Japan's industries and banking sector became riddled with unrepayable debts.

Loans had been taken on to buy up land, property and other companies at hugely overvalued prices during the bubble years.

Between 1992 and 2005 Japanese banks collectively wrote off loans equal to 19% of Japan's annual economic output.

In its attempts to keep the country's economy afloat, the government has run up debts equal to 230% of GDP.

The government's attempts to maintain growth after 2008 saw the state-owned banks rapidly increase their lending.

In the 12 months following October 2008 alone, the banks created $1.5tn of new loans, equal to 30% of China's annual economic output.

China's financial system has also been accused of harbouring many hidden debts.

For example, in 2011, it emerged that local governments had taken on debts of up to $2.2tn, much of them hidden.

Growth potential:

In 1990 Japan was a highly developed country.

The average Japanese citizen's economic output was 83% of the average American's.

When the government tried to support the economy in the 90s by investing in infrastructure, it faced the problem that nearly all the infrastructure that the country actually needed had already been built.

China is still a very poor country.

Average output per citizen is just 17% of the US average.

Half the population still lives off the land, and has yet to migrate to the cities where they can be put to more productive work in industry.

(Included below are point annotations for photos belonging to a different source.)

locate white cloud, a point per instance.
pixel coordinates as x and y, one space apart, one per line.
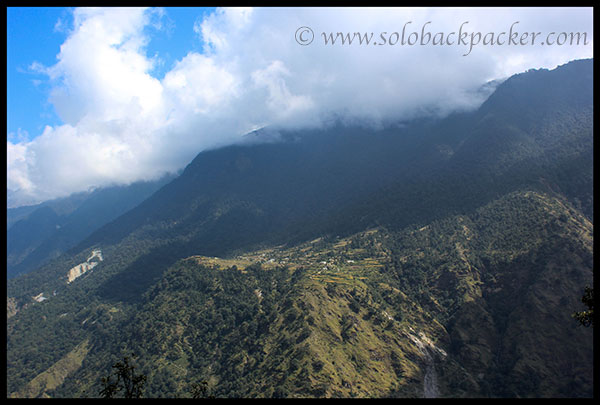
122 124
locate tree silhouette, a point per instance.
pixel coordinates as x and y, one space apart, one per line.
127 381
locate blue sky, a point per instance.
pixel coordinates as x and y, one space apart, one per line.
35 34
106 96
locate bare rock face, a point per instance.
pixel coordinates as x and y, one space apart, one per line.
82 268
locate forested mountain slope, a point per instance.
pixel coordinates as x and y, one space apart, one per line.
439 257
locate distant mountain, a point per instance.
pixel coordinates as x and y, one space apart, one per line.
37 234
438 257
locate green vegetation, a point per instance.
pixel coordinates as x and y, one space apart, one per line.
345 262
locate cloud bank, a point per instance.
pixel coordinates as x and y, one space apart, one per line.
122 124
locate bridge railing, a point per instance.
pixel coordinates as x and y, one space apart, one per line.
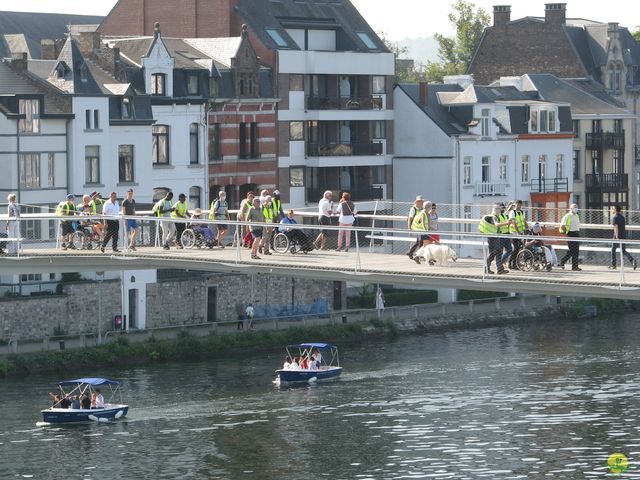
377 242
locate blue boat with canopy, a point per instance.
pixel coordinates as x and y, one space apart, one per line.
309 363
69 408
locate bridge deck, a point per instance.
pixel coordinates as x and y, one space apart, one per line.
466 273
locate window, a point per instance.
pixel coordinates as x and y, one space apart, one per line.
576 164
192 84
125 163
542 166
485 122
253 140
158 86
486 169
366 39
160 145
534 121
379 85
502 171
276 37
559 166
296 131
194 197
92 164
214 142
194 150
30 170
524 169
31 110
466 171
296 83
51 170
296 176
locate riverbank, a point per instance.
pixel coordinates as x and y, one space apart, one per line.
187 346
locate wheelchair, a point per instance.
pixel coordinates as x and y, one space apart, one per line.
284 242
191 238
532 258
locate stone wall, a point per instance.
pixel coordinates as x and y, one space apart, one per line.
169 303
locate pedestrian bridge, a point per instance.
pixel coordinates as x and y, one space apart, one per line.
376 255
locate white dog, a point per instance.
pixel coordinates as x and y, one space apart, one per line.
434 253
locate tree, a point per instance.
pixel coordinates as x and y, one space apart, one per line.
455 53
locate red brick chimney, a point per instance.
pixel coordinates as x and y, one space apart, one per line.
555 14
501 15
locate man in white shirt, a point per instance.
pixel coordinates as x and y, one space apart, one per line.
111 208
325 210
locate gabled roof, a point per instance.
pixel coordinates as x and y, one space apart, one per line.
278 15
37 26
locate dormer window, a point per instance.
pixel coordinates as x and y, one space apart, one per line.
158 84
192 84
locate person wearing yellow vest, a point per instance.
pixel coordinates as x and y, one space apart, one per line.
181 213
518 226
570 225
490 225
416 222
269 216
163 209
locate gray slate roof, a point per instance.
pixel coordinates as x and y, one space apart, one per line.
36 26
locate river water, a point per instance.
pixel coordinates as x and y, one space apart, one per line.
530 401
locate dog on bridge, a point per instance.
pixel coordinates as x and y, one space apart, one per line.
436 254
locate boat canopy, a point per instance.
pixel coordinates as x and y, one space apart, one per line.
313 345
90 381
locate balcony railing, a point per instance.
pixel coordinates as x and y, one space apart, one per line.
548 185
484 189
358 194
344 149
373 102
608 182
605 140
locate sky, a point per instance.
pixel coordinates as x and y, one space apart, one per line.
406 18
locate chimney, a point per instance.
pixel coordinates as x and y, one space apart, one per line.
424 92
555 13
501 15
47 49
19 61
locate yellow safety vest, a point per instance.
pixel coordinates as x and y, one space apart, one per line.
488 227
503 217
180 210
520 223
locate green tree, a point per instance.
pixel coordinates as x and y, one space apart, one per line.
455 53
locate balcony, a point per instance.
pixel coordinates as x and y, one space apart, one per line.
373 102
608 182
344 149
486 189
549 185
605 140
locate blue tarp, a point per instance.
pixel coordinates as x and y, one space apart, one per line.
90 381
319 307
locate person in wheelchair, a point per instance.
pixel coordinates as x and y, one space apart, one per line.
295 235
201 229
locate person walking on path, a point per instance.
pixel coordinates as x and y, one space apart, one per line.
13 224
570 225
163 209
129 209
111 209
347 216
619 233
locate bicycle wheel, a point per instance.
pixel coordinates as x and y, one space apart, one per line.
188 238
281 243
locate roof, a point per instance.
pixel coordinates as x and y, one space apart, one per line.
278 15
582 102
38 26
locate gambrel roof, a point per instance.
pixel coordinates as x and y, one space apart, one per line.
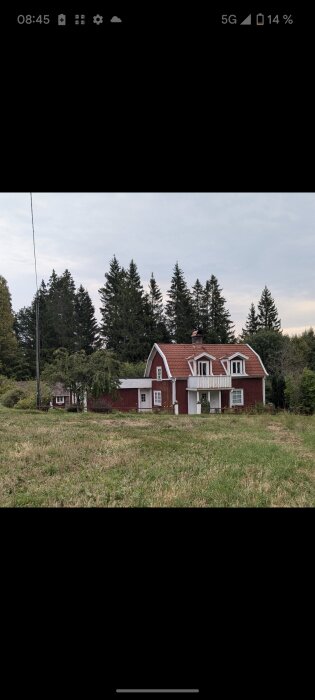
177 355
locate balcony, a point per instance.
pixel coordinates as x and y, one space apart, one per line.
208 382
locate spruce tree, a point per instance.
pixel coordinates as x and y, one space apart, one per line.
197 292
86 330
136 343
252 323
60 309
154 314
268 314
216 323
113 299
179 309
8 341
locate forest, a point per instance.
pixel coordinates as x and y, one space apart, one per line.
73 344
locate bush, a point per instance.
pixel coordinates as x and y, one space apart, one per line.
11 397
6 384
28 402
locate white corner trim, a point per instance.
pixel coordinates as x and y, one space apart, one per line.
255 353
225 369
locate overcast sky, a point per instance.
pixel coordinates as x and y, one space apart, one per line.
246 240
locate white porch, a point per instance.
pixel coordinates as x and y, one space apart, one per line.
213 397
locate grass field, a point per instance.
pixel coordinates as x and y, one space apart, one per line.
65 459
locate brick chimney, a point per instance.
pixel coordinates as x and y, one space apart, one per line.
196 337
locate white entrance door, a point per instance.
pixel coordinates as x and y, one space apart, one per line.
215 401
144 400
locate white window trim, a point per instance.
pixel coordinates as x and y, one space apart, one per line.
204 362
157 398
241 403
237 374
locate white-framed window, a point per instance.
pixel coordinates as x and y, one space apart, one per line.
157 398
237 397
237 367
203 368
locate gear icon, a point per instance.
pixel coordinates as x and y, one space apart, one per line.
98 19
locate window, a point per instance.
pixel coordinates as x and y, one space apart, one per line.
159 373
203 368
237 397
237 367
157 398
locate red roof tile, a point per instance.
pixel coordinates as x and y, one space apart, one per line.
177 356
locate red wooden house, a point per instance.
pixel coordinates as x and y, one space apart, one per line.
186 375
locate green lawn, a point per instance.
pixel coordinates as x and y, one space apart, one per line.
66 459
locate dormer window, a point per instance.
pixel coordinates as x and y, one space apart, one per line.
203 368
237 367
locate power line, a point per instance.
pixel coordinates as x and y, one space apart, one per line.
37 315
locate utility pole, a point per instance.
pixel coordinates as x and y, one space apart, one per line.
37 356
38 402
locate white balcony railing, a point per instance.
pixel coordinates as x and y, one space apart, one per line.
223 382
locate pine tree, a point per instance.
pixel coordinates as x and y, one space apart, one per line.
197 303
8 341
86 329
113 299
268 314
25 324
216 323
179 309
60 310
252 324
154 314
136 343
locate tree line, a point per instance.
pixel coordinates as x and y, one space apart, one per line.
133 318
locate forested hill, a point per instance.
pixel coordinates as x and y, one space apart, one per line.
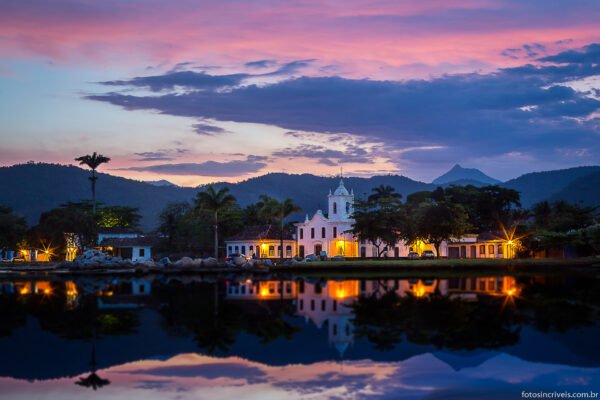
552 185
33 188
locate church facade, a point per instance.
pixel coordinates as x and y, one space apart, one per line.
329 234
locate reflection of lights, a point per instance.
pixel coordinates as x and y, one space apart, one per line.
48 250
419 289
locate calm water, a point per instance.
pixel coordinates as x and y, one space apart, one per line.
273 337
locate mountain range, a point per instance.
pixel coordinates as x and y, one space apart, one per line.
32 188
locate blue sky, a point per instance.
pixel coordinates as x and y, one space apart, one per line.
202 91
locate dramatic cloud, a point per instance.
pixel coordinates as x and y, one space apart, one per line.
233 168
352 154
589 54
191 80
153 156
208 130
260 64
529 109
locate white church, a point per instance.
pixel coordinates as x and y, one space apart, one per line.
330 234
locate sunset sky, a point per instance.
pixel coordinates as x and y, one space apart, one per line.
200 91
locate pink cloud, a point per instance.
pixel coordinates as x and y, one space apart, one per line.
376 39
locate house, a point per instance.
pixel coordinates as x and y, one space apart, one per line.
262 241
483 245
137 249
330 233
116 233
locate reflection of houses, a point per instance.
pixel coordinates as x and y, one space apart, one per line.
329 302
116 233
260 290
495 286
484 245
136 248
262 241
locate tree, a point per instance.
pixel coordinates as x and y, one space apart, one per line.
383 191
214 201
93 162
488 207
379 219
171 219
436 222
276 210
118 216
12 228
68 218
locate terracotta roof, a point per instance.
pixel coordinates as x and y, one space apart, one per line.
262 232
116 230
489 236
144 241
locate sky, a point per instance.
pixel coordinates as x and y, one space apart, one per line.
195 376
203 91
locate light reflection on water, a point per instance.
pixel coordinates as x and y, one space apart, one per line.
274 337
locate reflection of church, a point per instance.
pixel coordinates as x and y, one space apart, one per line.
329 302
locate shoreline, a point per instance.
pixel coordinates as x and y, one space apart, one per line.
338 268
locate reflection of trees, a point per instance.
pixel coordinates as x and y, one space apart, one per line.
55 315
93 380
441 321
194 307
559 304
12 314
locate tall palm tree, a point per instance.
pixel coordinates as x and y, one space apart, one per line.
215 201
274 209
384 191
93 161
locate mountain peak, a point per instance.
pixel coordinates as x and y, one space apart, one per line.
458 173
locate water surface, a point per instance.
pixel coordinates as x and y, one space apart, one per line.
190 337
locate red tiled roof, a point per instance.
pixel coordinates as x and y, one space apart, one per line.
262 232
142 241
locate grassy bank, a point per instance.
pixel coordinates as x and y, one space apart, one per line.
484 263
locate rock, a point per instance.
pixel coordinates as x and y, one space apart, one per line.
266 262
165 261
149 263
311 257
210 262
239 261
197 262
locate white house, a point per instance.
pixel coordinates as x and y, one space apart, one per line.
330 234
116 233
262 241
137 249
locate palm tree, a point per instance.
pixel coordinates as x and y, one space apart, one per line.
383 192
93 161
214 202
274 209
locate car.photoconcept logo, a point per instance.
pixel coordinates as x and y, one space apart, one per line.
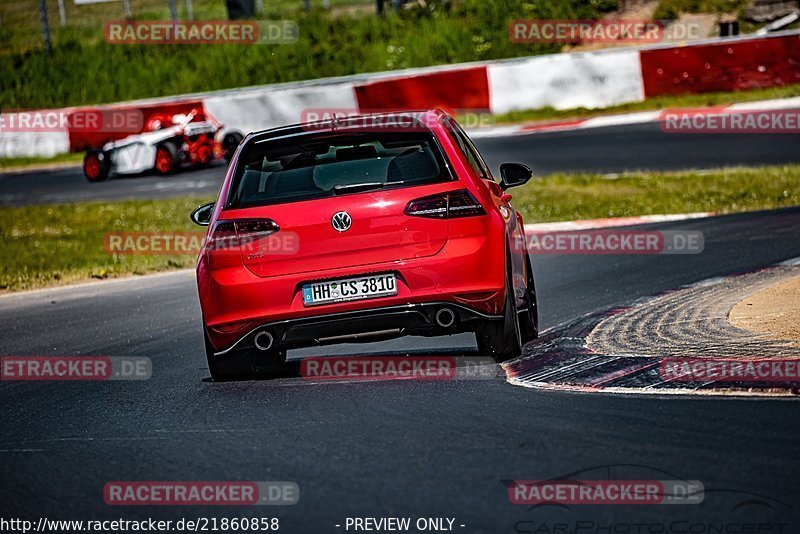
341 221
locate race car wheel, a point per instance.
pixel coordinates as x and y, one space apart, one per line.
167 158
502 339
229 144
95 166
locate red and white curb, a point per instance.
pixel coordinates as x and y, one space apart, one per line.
630 118
613 222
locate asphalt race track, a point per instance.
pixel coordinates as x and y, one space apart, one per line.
430 449
606 150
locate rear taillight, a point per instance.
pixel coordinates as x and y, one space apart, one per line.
449 205
228 239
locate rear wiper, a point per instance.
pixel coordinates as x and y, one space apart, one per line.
339 189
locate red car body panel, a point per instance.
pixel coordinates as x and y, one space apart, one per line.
457 260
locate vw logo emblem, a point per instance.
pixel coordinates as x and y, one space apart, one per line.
341 221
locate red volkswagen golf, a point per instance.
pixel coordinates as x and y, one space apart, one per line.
359 229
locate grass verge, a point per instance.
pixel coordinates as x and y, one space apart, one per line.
58 244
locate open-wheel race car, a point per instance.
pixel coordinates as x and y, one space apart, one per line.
168 144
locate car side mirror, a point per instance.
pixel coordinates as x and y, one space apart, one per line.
202 215
514 174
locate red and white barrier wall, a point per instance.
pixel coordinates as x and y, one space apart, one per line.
561 81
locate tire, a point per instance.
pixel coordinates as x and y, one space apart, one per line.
229 144
168 159
502 339
95 166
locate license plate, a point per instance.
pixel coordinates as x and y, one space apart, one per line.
363 287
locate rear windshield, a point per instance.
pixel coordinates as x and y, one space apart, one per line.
325 165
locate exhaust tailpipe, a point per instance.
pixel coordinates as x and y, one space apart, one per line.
263 341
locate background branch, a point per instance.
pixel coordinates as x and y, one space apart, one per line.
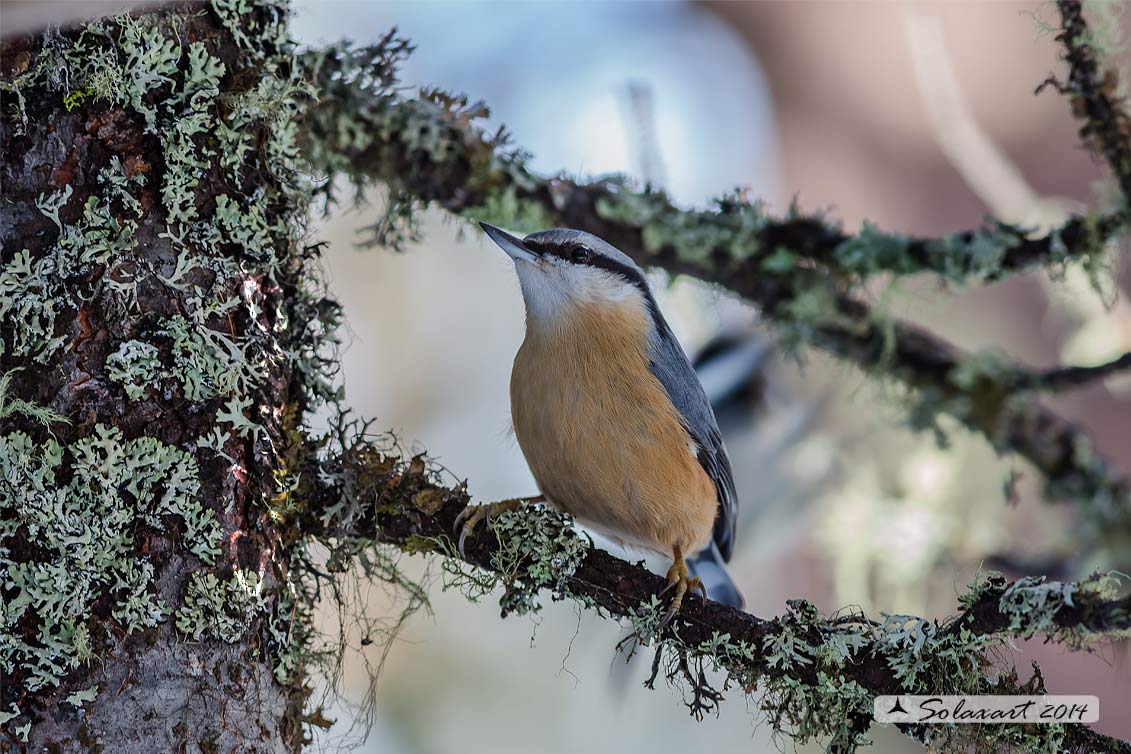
365 494
797 270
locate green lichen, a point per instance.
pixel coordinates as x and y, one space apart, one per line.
136 366
36 292
537 549
223 609
81 510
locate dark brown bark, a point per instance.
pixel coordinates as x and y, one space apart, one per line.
157 690
407 508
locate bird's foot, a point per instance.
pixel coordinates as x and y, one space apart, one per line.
679 579
472 516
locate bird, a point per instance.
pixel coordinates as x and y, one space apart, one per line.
611 416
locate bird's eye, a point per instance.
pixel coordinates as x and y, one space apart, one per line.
580 256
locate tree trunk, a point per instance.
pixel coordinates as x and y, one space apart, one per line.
154 335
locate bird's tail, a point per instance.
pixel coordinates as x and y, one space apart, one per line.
708 565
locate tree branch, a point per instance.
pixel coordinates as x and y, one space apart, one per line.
797 270
1106 127
840 663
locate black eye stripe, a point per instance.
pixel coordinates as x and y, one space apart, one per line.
569 252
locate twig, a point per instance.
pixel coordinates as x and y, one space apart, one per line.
1106 124
406 508
361 128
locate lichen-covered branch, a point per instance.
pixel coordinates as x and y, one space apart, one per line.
1094 92
799 270
829 667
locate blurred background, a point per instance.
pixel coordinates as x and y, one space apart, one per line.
920 118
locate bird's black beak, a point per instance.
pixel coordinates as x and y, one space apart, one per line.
512 245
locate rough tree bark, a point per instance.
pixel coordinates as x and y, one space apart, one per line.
149 280
163 337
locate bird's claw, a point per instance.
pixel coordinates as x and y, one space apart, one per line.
679 579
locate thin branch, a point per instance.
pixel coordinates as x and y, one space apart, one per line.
797 270
1106 126
1063 378
405 506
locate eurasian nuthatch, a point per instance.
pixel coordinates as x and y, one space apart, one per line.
611 416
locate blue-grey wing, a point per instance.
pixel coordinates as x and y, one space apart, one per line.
673 370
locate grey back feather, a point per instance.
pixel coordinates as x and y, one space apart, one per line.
673 370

So there may still be great scope for China to grow its way out of its current problems.

Aging population:

The number of productive Japanese workers - aged 15 to 65 - peaked in the early 90s.

Before the peak, the population grew steadily, while those in work had few children or retired parents to care for.

Older workers also had a strong incentive to save for their retirement, helping to finance the country's investment boom and market bubbles.

Since the peak, the number of retired workers that the economy must support has grown steadily, from 12% to 23% of the population.

The total population itself has also peaked in 2010, and is expected to decline for many years.

Thanks partly to China's one-child policy, introduced in 1978, China has also enjoyed a 30-year bulge in the proportion of productive workers, with few children or parents to care for.

However, China is now reaching the same demographic turning point that Japan did in 1990.

Japanese officials have warned that China may face similar problems - a stagnating population, increasing numbers of elderly citizens to care for, and a possible crisis if ageing citizens are unable to pay for their retirements.

Government:

Japan is a democracy, but one that has been dominated by a single party for most of its post-war history.

For years, the Liberal Democratic Party maintained its monopoly by doling out money to keep party factions and their voters happy.

Following the 1990 bust, the government took the same approach to its big infrastructure projects - new bridges and schools were built wherever was most politically convenient.

As voters became increasingly frustrated with the economy's stagnation, the LDP's monopoly has given way to a genuinely competitive two-party system.

But even so, it was not until 2009 that the opposition finally won a clear election victory for the first time.

China is a one-party state.

The Communist Party does not tolerate any opposition or criticism.

The lack of any checks or balances has led to endemic corruption and widespread public resentment of the privileges enjoyed by those in power.

Income inequality in China is extreme - perhaps as high as in the US.

The power of the central government is also limited.

It is run on a collegial basis by a standing committee that represents large "vested interests" - powerful Party families and factions who control major state-owned assets, according to a US embassy cable leaked by Wikileaks.

The huge size of the Chinese state and the general lack of transparency also means that the central government also has only limited control over what provincial and local government officials get up to.